This systematic review by Bhandari and colleagues traces
the history of the operative stabilization of open tibial shaft
fractures over the past quarter of a century on the basis of a critical
analysis of relevant randomized trials. During this time, the preferred
device for the operative care of these lesions gradually evolved
from plates to external fixators and, most recently, to intramedullary
nails. Because many open fractures are unstable, the primary prerequisite
for all of these devices is their ability to control length and
alignment. Thus, intramedullary nails only became contenders once
reliable locking mechanisms had been developed.

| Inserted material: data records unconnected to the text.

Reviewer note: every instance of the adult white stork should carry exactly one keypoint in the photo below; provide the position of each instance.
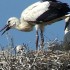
(39, 14)
(66, 40)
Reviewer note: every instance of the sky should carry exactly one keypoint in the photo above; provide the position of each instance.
(14, 8)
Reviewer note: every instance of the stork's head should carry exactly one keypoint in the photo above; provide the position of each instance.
(11, 23)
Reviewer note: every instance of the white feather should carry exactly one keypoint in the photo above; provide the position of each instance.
(34, 11)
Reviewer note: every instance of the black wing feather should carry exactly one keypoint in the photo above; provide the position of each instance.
(56, 10)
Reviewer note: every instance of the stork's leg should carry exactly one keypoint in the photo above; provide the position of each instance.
(37, 39)
(42, 39)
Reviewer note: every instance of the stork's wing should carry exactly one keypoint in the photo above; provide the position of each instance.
(56, 10)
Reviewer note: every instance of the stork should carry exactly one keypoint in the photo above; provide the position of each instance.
(39, 14)
(66, 41)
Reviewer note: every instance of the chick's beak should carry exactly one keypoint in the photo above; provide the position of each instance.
(5, 28)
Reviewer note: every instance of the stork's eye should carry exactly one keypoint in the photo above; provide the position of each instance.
(8, 21)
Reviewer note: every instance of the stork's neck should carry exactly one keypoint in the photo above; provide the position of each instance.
(67, 26)
(24, 26)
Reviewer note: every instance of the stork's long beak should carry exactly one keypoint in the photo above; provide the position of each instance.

This carefully conducted review highlights the difficulties of
carrying out a meta-analysis in a field characterized by a paucity
of randomized trials and on a topic that encompasses large differences
in disease severity and treatment modes. Indeed, there is a sense that
the authors were straining to find a sufficient number of reliable
publications. One of the included studies only exists as an abstract,
and three had quality ratings of less than 40%. In the largest
study that was included, grade-II lesions represented 49% of
the fractures that were treated with nailing but only 31% of
the fractures that were treated with external fixation. Grade III-B lesions
comprised 12% of the fractures treated with nailing and
20% of the fractures treated with external fixation; does
this represent "quasi-randomization" or selection
bias? The inclusion of a study with unlocked nails was unfortunate
because it limited the conclusions of the meta-analysis to the middle 55% of
the tibial shaft and to fractures that were at least partially stable.
Despite these concerns, this systematic review clearly shows
that, within the noted limitations, the use of locked intramedullary
nailing results in lower reoperation rates than does the use of external
fixation, particularly with respect to open fractures of grade-I
to III-A severity. Because of the small numbers and the lack of
an independent analysis, it is less clear to what extent this is
also true for grade III-B lesions, particularly those that are heavily
contaminated and those that require repeated débridement
of the deep posterior compartment, which is less accessible after
nail placement. The differences in outcome between reamed and unreamed
nailing appear to be small and probably will require a large multicenter
trial to determine if they are relevant at all.